Limits & Open Questions

This frontier of research is moving fast, but significant challenges remain:

  • Faithfulness of Approximations: How can we establish tighter theoretical bounds on when linear approximations like AtP* and IE estimates are reliable?
  • SAE Quality and Scale: Training high-quality, perfectly monosemantic SAEs for all components in a frontier model is a massive engineering and research challenge. Standardization and best practices are still emerging.
  • Early-Layer Fidelity: While Patchscopes and better IE approximations have improved our view of early layers, these representations remain harder to interpret and analyze than those in later layers.
  • Porting Circuits: How well do feature circuits generalize across model sizes and families?

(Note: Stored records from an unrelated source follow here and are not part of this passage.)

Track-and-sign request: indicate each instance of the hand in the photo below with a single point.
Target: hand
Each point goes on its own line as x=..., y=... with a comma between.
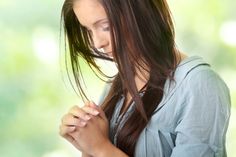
x=94, y=134
x=76, y=117
x=90, y=118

Discovering universal circuits or principles of their construction is a key open goal.
  • Dataset-Level Corroboration: Current methods focus on specific input pairs. Bridging these instance-level causal findings to dataset-level statistics and phenomena (e.g., connecting a feature circuit to a specific pre-training data distribution) is a crucial next step for building a complete picture of model behavior.

References

  • Ghandeharioun, A., Caciularu, A., Pearce, A., Dixon, L., Geva, M., et al. (2024). Patchscopes: A Unifying Framework for Inspecting Hidden Representations of Language Models. In Proceedings of the 41st International Conference on Machine Learning (ICML). PMLR.
  • Marks, S., Rager, C., Michaud, E. J., Belinkov, Y., Bau, D., & Mueller, A. (2024). Sparse Feature Circuits: Discovering and Editing Interpretable Causal Graphs in Language Models. arXiv preprint arXiv:2405.00172. To appear at ICLR 2025.
  • Syed, F., et al. (2023). Attribution Patching. In Proceedings of the 7th BlackboxNLP Workshop on Analyzing and Interpreting Neural Networks for NLP.
  • Kramár, J., Lieberum, T., Nanda, N., & Shah, R. (2024). AtP*: Efficient and scalable methods for localizing LLM behaviour to components. arXiv preprint arXiv:2403.00745. to components. arXiv preprint arXiv:2403.00745.